HOLY #@X&^%*!!!! (Feel free to fill in with whatever string of expletives work for you.) And we all thought Enron was bad.

This is bad, and it is not going to get better anytime soon. State budgets are getting cut, companies are foregoing any big capital outlays, banks won’t lend you a dime, and vendors are dubious about extending credit. This time around it’s not just the struggling companies that are going to go down - some solid decent companies are going down too.

In the midst of all of this you still have a company to run, one that you would like to see still standing when all this passes in three to five years.

What to do in the short and medium term to weather this perfect storm of finance?

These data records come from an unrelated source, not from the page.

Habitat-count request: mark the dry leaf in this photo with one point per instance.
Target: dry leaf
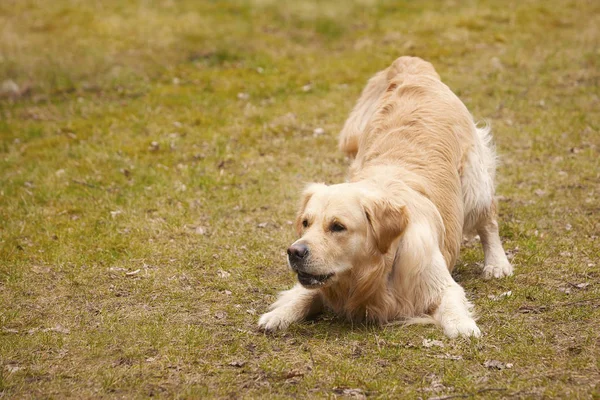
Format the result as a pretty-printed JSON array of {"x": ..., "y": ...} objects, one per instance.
[
  {"x": 431, "y": 343},
  {"x": 223, "y": 274},
  {"x": 237, "y": 364},
  {"x": 495, "y": 364},
  {"x": 220, "y": 315},
  {"x": 500, "y": 296}
]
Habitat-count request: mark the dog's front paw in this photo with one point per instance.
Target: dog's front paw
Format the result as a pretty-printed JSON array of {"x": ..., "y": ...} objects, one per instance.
[
  {"x": 274, "y": 320},
  {"x": 464, "y": 327},
  {"x": 497, "y": 270}
]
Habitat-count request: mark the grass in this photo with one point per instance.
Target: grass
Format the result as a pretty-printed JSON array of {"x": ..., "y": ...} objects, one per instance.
[{"x": 150, "y": 164}]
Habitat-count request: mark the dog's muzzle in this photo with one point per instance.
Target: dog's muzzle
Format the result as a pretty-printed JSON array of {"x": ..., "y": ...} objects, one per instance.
[{"x": 298, "y": 255}]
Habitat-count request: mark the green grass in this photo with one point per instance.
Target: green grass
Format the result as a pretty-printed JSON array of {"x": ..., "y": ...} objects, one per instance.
[{"x": 131, "y": 270}]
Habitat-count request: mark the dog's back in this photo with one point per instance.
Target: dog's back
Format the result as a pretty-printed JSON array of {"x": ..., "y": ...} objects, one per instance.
[{"x": 420, "y": 126}]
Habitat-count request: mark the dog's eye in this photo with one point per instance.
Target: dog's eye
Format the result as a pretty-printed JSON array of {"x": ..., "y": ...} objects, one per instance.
[{"x": 337, "y": 227}]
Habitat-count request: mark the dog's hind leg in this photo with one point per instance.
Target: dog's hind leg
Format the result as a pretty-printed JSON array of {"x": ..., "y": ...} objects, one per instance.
[
  {"x": 480, "y": 207},
  {"x": 293, "y": 305},
  {"x": 496, "y": 262}
]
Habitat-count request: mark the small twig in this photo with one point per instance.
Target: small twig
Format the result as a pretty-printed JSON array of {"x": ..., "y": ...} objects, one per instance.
[
  {"x": 312, "y": 360},
  {"x": 578, "y": 301},
  {"x": 465, "y": 395},
  {"x": 85, "y": 184}
]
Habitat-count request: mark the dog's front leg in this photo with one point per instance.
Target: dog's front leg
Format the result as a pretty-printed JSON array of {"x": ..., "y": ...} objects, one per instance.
[
  {"x": 454, "y": 313},
  {"x": 293, "y": 305}
]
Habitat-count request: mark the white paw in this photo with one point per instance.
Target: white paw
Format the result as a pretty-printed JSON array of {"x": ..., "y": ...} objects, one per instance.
[
  {"x": 274, "y": 320},
  {"x": 497, "y": 270},
  {"x": 464, "y": 327}
]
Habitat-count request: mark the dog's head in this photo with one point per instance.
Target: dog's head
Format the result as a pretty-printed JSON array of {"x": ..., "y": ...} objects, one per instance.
[{"x": 342, "y": 228}]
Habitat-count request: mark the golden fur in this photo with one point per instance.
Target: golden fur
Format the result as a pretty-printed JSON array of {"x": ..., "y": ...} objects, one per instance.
[{"x": 380, "y": 246}]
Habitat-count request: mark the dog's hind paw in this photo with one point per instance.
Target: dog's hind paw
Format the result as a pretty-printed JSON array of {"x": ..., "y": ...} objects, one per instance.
[
  {"x": 464, "y": 327},
  {"x": 497, "y": 270},
  {"x": 274, "y": 320}
]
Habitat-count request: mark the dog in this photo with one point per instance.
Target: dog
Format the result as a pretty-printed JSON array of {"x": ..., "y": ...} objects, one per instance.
[{"x": 381, "y": 246}]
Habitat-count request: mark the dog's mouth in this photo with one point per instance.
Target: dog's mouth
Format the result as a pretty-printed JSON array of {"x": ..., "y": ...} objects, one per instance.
[{"x": 310, "y": 280}]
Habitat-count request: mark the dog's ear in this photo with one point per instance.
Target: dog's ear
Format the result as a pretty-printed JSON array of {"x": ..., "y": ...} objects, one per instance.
[
  {"x": 387, "y": 221},
  {"x": 308, "y": 192}
]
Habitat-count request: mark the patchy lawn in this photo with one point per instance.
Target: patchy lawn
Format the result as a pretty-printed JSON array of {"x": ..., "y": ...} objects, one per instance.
[{"x": 151, "y": 157}]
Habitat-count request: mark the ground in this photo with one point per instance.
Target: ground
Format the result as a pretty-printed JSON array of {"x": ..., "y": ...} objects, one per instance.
[{"x": 151, "y": 159}]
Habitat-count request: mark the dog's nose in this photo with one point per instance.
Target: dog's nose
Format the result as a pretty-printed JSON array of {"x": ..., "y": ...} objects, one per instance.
[{"x": 298, "y": 251}]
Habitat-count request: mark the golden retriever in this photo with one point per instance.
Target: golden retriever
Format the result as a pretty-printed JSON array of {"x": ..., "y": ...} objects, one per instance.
[{"x": 381, "y": 246}]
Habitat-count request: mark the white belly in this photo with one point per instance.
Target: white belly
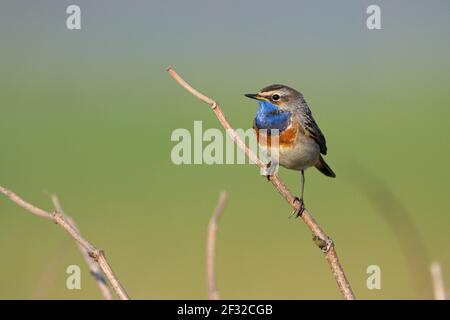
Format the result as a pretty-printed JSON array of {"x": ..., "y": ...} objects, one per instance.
[{"x": 305, "y": 153}]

First, manage what is in your control. You can’t change the stock market. Banks (those still standing) are over-cautious. Easy credit is no more. You want a loan? Good luck!  Ask your vendors to extend you more credit? No way! But you can manage your costs.  Look at your top 10 biggest expenditures every month: Payroll? Material? Trucks? The warehouse? Make a list and start trimming.

You don’t have to wield a machete. Small cuts to your major expenses (5%) can make the difference between being solvent and really struggling. If business is down, there is no reason for anyone to be clocking overtime. If you still need to bring down the payroll cost, get creative with the employees you want to keep. Some employees may be enthusiastic about working a 32-hour week for the next three to six months. (Perhaps they have a small child at home or a sick parent.) If there are a few employees who haven’t been performing, there’s no reason to keep them now. Cut back on health care. Most any employee I know would prefer having a job with less health care than no job (and no health care). Oh yeah, dump all the freebies and other bennies - for employees, customers, vendors, whomever. Freebies consume badly needed cash and they aren’t getting you any more loyalty.

It is time to consider repairing trucks rather than replacing them. Step up the maintenance program so your trucks will last a little longer. Regular tune-ups and weekly checks of the tire pressure will save on gas. Implementing rules like “no idling” at a client’s site will help too. Set up a challenge to your drivers: Each week the one who used the least amount of gas gets some reward.

Now is the time to get very close to your favorite vendors. Pay them on time. Work with them such that you are not an expensive, time-consuming, late-paying customer. If you can help them save money (scheduled deliveries, on-time payment, etc.), they can pass a little of that savings on to you.

It seems hard to imagine how you are going to save money on the warehouse. Start by using less of it. Shut off those parts of the warehouse that are infrequently used. Why heat or light an area that no one goes into? Rent out that excess space if possible. Now that’s a total cash win. (Save money AND make money.)

Look at your existing inventory. When business was booming it seemed OK to keep lots of material on hand. Now you can cut your stocking amounts by 10% across the board.  You will get a one-time bump in cash and you will have a larger section of the warehouse you can shut down.

We’ve all heard the expression, “Cash is King.” It’s much more than a snappy phrase. In times like this, you don’t want to be caught inventory- or warehouse-rich and cash-poor.  You can’t pay your employees in valves or pay the rent in pipe. Cutting costs results in cash going directly to the bottom line - and right now it is ALL about the Benjamins.